境界線は見慣れたドアから①
思考が停止していた。
言葉通りの意味をこんなにも実感できたのは初めてだ。
「...にーさん?」
今日も今日とてシャワー入ってご飯食べてさっさとゲームしようなどと考えていた俺の思考は一瞬にして跡形もなく消えた。
平日の夕方。入学式も終わっていつも以上にぐったりしていた俺。
今日はゲームのアプデがあるからとそんな気持ちをうやむやにさせながら頑張っていたのだけれど。
まさか、というか予想だに出来るはずなかった今の状態に驚きを隠せずにいた。
「葉桜、さん?一体、どういうこと?」
「名前覚えてくれてたんだ。ありがとう」
質問には答えてくれなかったが、彼女は嬉しそうに微笑む。
俺が今目にしている彼女の姿は俺の思う「ヒロイン」そのもので。
でも、どこか含まれている感情は生徒間のものではないような気がしてならなかった。
制服越しでもほんのり強調されている胸とそれに反して引き締まったお腹。そしてスラリと長い美脚。
男だからセクハラとかどうとか言われるかもしれないが、所謂モデル体型と言うやつだろうか。
そんな彼女はすっと近くに来るなり、手で擬似カメラをつくって片目を瞑り、俺を射程圏内に捉える。
そうして前置きも無く、はっきりとこう告げた。
「君はね、私のおにーさんになったんだよ。冬咲くん」
にひひ、と不埒に微笑む彼女はどこか楽しそうで、長い長いこれからの付き合いを見据えたかのような顔をしていた。
不甲斐ないけれど、そんな彼女の笑顔は、正直学校で見せてくれたものと比較にならないぐらい可愛いくて。
でもきっとそれは笑顔単体だけの事じゃなくて、近づいてくる所とか、子供っぽい素振りだとか、全部が全部彼女は出来上がっていて。
だから放たれた衝撃の言葉ですら、俺は驚嘆ではなく感銘で何も答えることが出来なかった。
〇
それからしばらく経った後、気持ちを整理させるために俺は一度シャワーに入ることにした。
シャワー中も何度も頭の中で「おにーさん」と呼ぶ彼女の声が共鳴していた。
別に悪夢だとか、反して天国だとかは思っていないけれど、憧れという言葉が遠いものに当てられているのが最も相応しい状態であることを理解できたような気がする。
何にしろ入学式の午後にしては情報量が多すぎた。
才色兼備の美少女に眼鏡を貸して貰って、帰ってきたらおにーさん呼び...どこの主人公なんだ?一体。
そんなどこか浮ついた状態でシャワーから上がると、既に着替えを済ませていた葉桜さんが、興奮気味にゲームのコントローラーを構えていた。
「ねえにーさん!このゲームやってたの!?」
テレビに表示されているのは、普通の高校生なら絶対知らないようなマイナーな格闘ゲーム。

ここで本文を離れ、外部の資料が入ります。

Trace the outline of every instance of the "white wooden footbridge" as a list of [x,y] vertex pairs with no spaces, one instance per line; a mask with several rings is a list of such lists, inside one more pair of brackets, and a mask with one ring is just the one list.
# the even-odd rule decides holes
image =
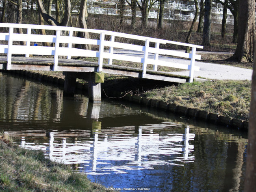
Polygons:
[[[26,29],[26,33],[15,33],[15,28]],[[70,27],[0,23],[0,28],[1,31],[4,31],[5,28],[7,32],[0,32],[0,54],[2,54],[2,56],[0,56],[0,69],[66,71],[66,85],[64,85],[64,89],[67,92],[73,91],[72,85],[74,81],[75,82],[76,78],[89,79],[89,82],[92,82],[91,86],[89,84],[89,86],[91,87],[91,94],[95,100],[97,100],[97,97],[99,97],[97,95],[98,95],[98,90],[100,90],[100,83],[104,82],[104,75],[102,75],[104,73],[180,83],[193,82],[194,71],[199,70],[199,67],[195,66],[195,60],[201,58],[201,56],[196,54],[196,50],[197,48],[203,48],[202,46],[146,37]],[[48,33],[56,35],[37,34],[35,31],[39,29],[47,30]],[[98,34],[98,38],[89,39],[73,36],[74,32],[79,32]],[[124,38],[127,40],[126,42],[129,42],[129,40],[140,41],[144,45],[117,42],[115,41],[117,37]],[[106,40],[109,39],[110,40]],[[21,41],[26,42],[26,45],[20,45],[19,41]],[[54,43],[54,45],[42,46],[43,42]],[[62,46],[60,46],[60,43]],[[161,44],[167,43],[189,47],[192,48],[192,52],[191,53],[184,53],[160,48]],[[98,45],[98,49],[89,50],[77,48],[74,47],[76,44]],[[154,46],[152,47],[152,45]],[[38,46],[33,46],[35,45]],[[115,48],[140,52],[143,53],[143,56],[138,57],[114,54],[113,50]],[[154,58],[149,57],[150,53],[154,54]],[[32,57],[31,55],[33,56]],[[190,59],[190,64],[188,65],[162,61],[158,59],[159,55]],[[54,57],[43,58],[42,56],[52,56]],[[59,59],[59,56],[65,56],[67,58]],[[96,57],[98,62],[72,59],[72,56]],[[108,59],[108,63],[103,63],[104,58]],[[112,64],[113,59],[141,63],[142,67],[138,69],[115,65]],[[149,65],[153,65],[153,70],[147,69]],[[189,76],[158,71],[157,68],[159,65],[189,70]],[[89,92],[90,97],[90,91]]]

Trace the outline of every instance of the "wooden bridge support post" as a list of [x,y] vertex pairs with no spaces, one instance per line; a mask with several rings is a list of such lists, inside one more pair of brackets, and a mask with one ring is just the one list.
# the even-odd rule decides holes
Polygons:
[[63,72],[65,75],[65,80],[64,81],[64,93],[65,95],[74,95],[76,89],[76,78],[69,76],[69,72]]
[[100,103],[101,101],[100,83],[104,82],[103,73],[90,73],[88,82],[89,101]]

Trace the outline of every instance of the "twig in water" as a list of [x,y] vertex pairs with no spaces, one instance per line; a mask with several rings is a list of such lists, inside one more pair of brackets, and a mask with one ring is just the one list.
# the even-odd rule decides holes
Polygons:
[[127,95],[128,94],[130,93],[131,93],[132,92],[131,91],[130,91],[130,92],[128,92],[128,93],[125,93],[125,95],[124,95],[123,96],[122,96],[120,97],[108,97],[108,96],[107,96],[106,94],[106,93],[105,92],[105,91],[104,91],[104,89],[103,89],[103,92],[104,92],[104,93],[105,93],[105,95],[106,95],[106,97],[108,98],[110,98],[111,99],[121,99],[121,98],[124,97],[125,97],[125,96]]

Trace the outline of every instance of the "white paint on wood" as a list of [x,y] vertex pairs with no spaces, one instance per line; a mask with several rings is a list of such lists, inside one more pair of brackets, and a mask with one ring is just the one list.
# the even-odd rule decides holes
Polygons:
[[[27,37],[29,37],[30,35],[31,34],[31,29],[30,28],[28,28],[27,29]],[[27,47],[29,47],[30,46],[30,39],[28,39],[26,42],[26,45]],[[29,57],[29,52],[28,52],[25,56],[26,57]]]
[[[7,54],[7,69],[10,69],[11,65],[12,54],[24,54],[26,57],[29,57],[30,54],[54,56],[54,71],[58,70],[58,57],[60,55],[66,56],[70,59],[73,56],[88,56],[98,58],[99,67],[98,71],[102,71],[104,58],[108,59],[108,64],[112,65],[113,59],[137,62],[143,63],[143,78],[145,78],[147,65],[148,64],[154,65],[154,70],[157,70],[158,66],[161,65],[168,67],[175,67],[190,70],[189,82],[193,82],[194,71],[199,70],[199,67],[195,66],[195,60],[201,59],[201,56],[196,54],[196,48],[202,48],[203,47],[183,43],[152,38],[146,37],[127,34],[104,30],[82,29],[71,27],[59,26],[50,26],[26,24],[0,23],[0,27],[9,28],[9,33],[0,33],[0,40],[7,41],[8,45],[0,45],[0,53]],[[20,34],[13,33],[14,28],[27,29],[27,34]],[[31,34],[31,30],[35,29],[45,29],[56,31],[56,35]],[[68,31],[68,36],[61,35],[61,32]],[[74,32],[88,32],[100,34],[100,39],[91,39],[73,37]],[[64,32],[63,33],[63,34]],[[105,35],[110,35],[111,40],[105,41]],[[144,41],[145,46],[141,46],[129,43],[115,41],[116,37],[121,37],[127,39],[136,39]],[[13,41],[24,41],[26,42],[26,45],[13,45]],[[42,46],[30,46],[30,42],[55,43],[55,47],[44,47]],[[154,43],[155,47],[150,47],[150,42]],[[59,43],[67,43],[67,47],[59,47]],[[182,53],[180,52],[160,49],[160,44],[171,43],[172,44],[192,47],[191,53]],[[72,48],[73,44],[89,44],[100,45],[99,51],[85,50]],[[108,52],[104,52],[104,47],[109,47]],[[131,51],[141,52],[143,53],[143,57],[124,55],[113,53],[114,47],[125,49]],[[154,54],[154,59],[148,58],[149,53]],[[190,65],[182,63],[176,63],[159,60],[158,56],[168,55],[178,56],[191,59]]]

名作が沢山生まれている格ゲー界で、埋もれるというのは致し方ないことなのだが俺はそういうものにこそ可能性を感じていた。
「...もしかして、葉桜さんもやってるの?」
「もちろんでしょ!神作だよこれー」
俺の質問に対して彼女は食い気味に答えた。
わかる、凄くわかる。同士が見つかった時の幸福感と胸の高鳴り。
それが同士の少ないものであればなおさら。
「ねね、一緒にやろーよにーさん!手加減はなしね!」
ソファに腰を下ろしていた彼女は、コントローラーと共に隣をとんとんと叩く。
「え、まあいいけど...」
彼女から向けられるわくわくした瞳に狩られ、俺は人生で初めて...いや何度目かになる、女の子とゲームをするという行為を始める。
隣に座る彼女の輝きと癖になるゲーム音のサウンド。
断続的に聞こえてくる音の響きと彼女から漏れ出る美しさが、いつしか私服で義妹とゲームをするという真新しい事象をそれはまるで友達同士のような柔いものに変えていた。